CHAPTER 12

I’d like to look away, but find that I can’t. “Maybe it’s just arrogance that makes us think our own problems are so much bigger than everyone else’s.”

Gabe pulls his gaze from mine, running his fingers down the dog’s injured leg and then gently probing the length of it. “The first time I saw a patient who was obviously being abused by her husband,” he says, “I was determined to make her see why she had to leave him. But that wasn’t something she was ready to hear. Certainly not from me. Somewhere along the way, I learned that the sledgehammer approach wasn’t going to work. Swinging that thing around twenty-four seven didn’t leave me with much energy for the rest. It took me a while to realize that when you step back and look at the big picture, it’s amazing what can be accomplished with a chisel.”

There’s wisdom in the words, and I let them settle around me, feeling as if I’ve been handed a nugget of something valuable, something that might apply to me.

“His leg’s definitely fractured,” Gabe says. “They say how long he’s been in here?”

“Since this morning.”

“No way to guess how old the injury is, but if it’s not taken care of pretty quickly, he could lose this leg.”

I feel instantly sick at the thought, my stomach churning. “What can we do?”

Gabe runs a hand across his jaw, then says, “There’s a twenty-four hour emergency vet hospital about ninety miles from here. You up for a drive?”

My eyes widen. “You mean just take him there?”

“I can’t think of a better option.”

I stare at him for a moment, then say, “Won’t you get in trouble?”

He smiles the smile I am beginning to find more than a little difficult to resist. “It wouldn’t be the first time.”

I look at this man about whom I know very little, and I suddenly see something in him I used to think was true of myself. A willingness to go out on a limb for something I believe in. I glance at the dog still sitting humbly with his paw off the floor, watching us.

“For me, either,” I say.

Gabe reaches in his bag and pulls out a bottle. “An aspirin should take the edge off until we get there.”

He picks the dog up then and carries him out to the Navigator, placing him carefully in the backseat. The dog whimpers once, stretching out on his side as if the pain is something he has become resigned to.

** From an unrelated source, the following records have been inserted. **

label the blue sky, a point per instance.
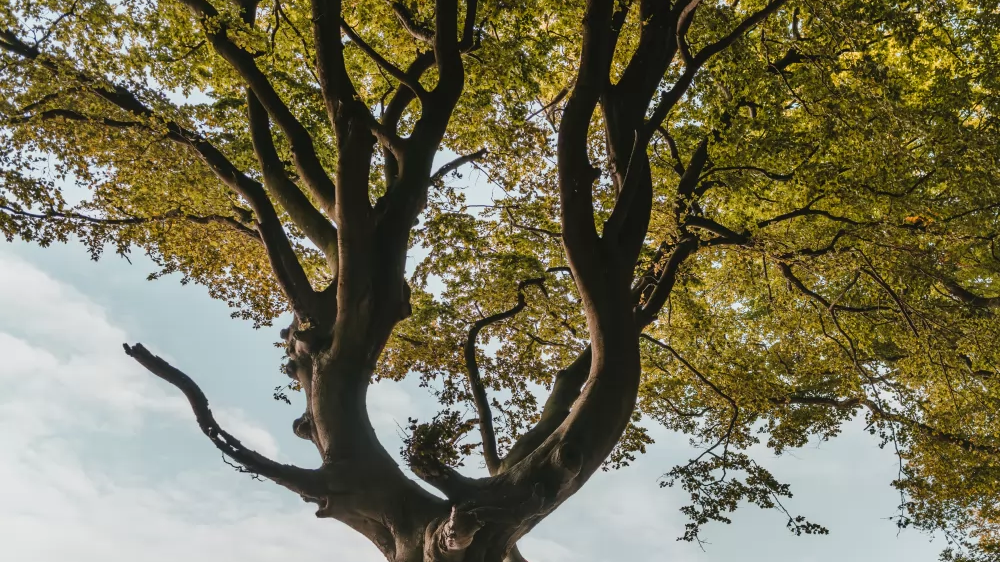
(100, 461)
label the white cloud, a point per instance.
(70, 400)
(68, 391)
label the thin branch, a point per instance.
(384, 64)
(284, 262)
(416, 30)
(455, 164)
(303, 151)
(672, 96)
(786, 271)
(475, 382)
(171, 215)
(881, 413)
(306, 482)
(314, 225)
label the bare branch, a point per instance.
(308, 483)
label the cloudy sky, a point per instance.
(102, 462)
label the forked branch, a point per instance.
(479, 397)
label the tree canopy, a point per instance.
(747, 221)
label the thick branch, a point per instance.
(316, 227)
(565, 390)
(880, 413)
(287, 269)
(672, 96)
(966, 296)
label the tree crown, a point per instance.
(802, 197)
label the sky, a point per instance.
(102, 462)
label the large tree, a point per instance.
(748, 221)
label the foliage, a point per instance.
(843, 212)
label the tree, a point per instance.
(747, 221)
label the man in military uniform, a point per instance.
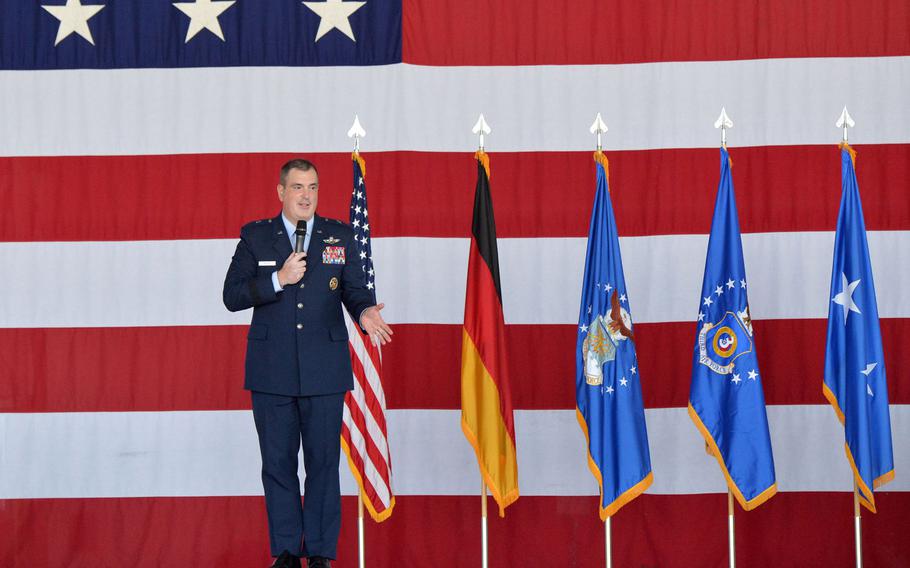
(298, 365)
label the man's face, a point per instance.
(299, 195)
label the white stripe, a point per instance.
(374, 431)
(156, 283)
(100, 454)
(653, 105)
(370, 473)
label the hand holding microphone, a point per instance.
(294, 266)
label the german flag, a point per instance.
(486, 402)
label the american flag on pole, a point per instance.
(130, 155)
(364, 435)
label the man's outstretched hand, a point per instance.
(371, 321)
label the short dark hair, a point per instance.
(296, 164)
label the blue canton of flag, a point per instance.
(360, 222)
(607, 386)
(115, 34)
(726, 400)
(854, 361)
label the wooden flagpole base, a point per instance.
(608, 542)
(361, 553)
(857, 533)
(731, 532)
(483, 523)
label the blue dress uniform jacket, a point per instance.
(297, 344)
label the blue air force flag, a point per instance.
(854, 361)
(726, 400)
(607, 388)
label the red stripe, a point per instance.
(73, 370)
(792, 529)
(372, 403)
(512, 32)
(654, 192)
(484, 324)
(371, 396)
(355, 456)
(372, 450)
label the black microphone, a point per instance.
(301, 236)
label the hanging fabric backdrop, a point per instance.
(136, 148)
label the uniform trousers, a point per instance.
(282, 423)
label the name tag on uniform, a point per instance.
(333, 255)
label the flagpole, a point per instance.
(361, 550)
(357, 132)
(857, 533)
(609, 543)
(483, 524)
(481, 128)
(731, 533)
(599, 128)
(846, 121)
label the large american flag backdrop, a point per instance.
(137, 138)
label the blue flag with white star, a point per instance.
(854, 361)
(607, 388)
(726, 399)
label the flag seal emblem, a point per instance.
(333, 255)
(721, 343)
(605, 333)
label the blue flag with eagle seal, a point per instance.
(726, 399)
(854, 360)
(607, 386)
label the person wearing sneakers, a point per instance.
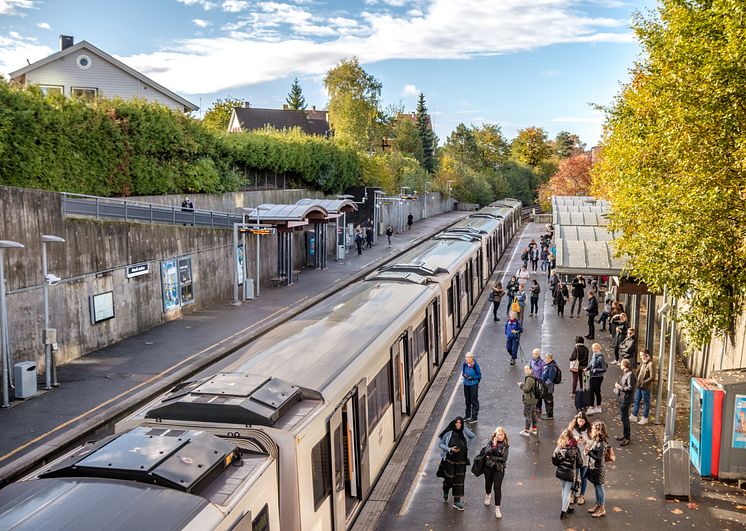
(596, 370)
(566, 458)
(454, 446)
(624, 389)
(645, 383)
(513, 330)
(597, 466)
(472, 375)
(495, 458)
(529, 402)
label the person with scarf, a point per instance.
(454, 444)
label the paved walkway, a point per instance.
(113, 380)
(531, 494)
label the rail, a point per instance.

“It’s going to be better soon, son,” Gabe says, getting in the driver’s seat and pulling out of the parking lot.

We’re quiet the first few minutes of the ride, and I look over my shoulder at the dog, my heart aching for his misery. I wonder what kind of life he’s had. If like most of us, there’s been happiness blended in with the bad. Or if this isn’t the first time he’s been at the mercy of somebody’s boot.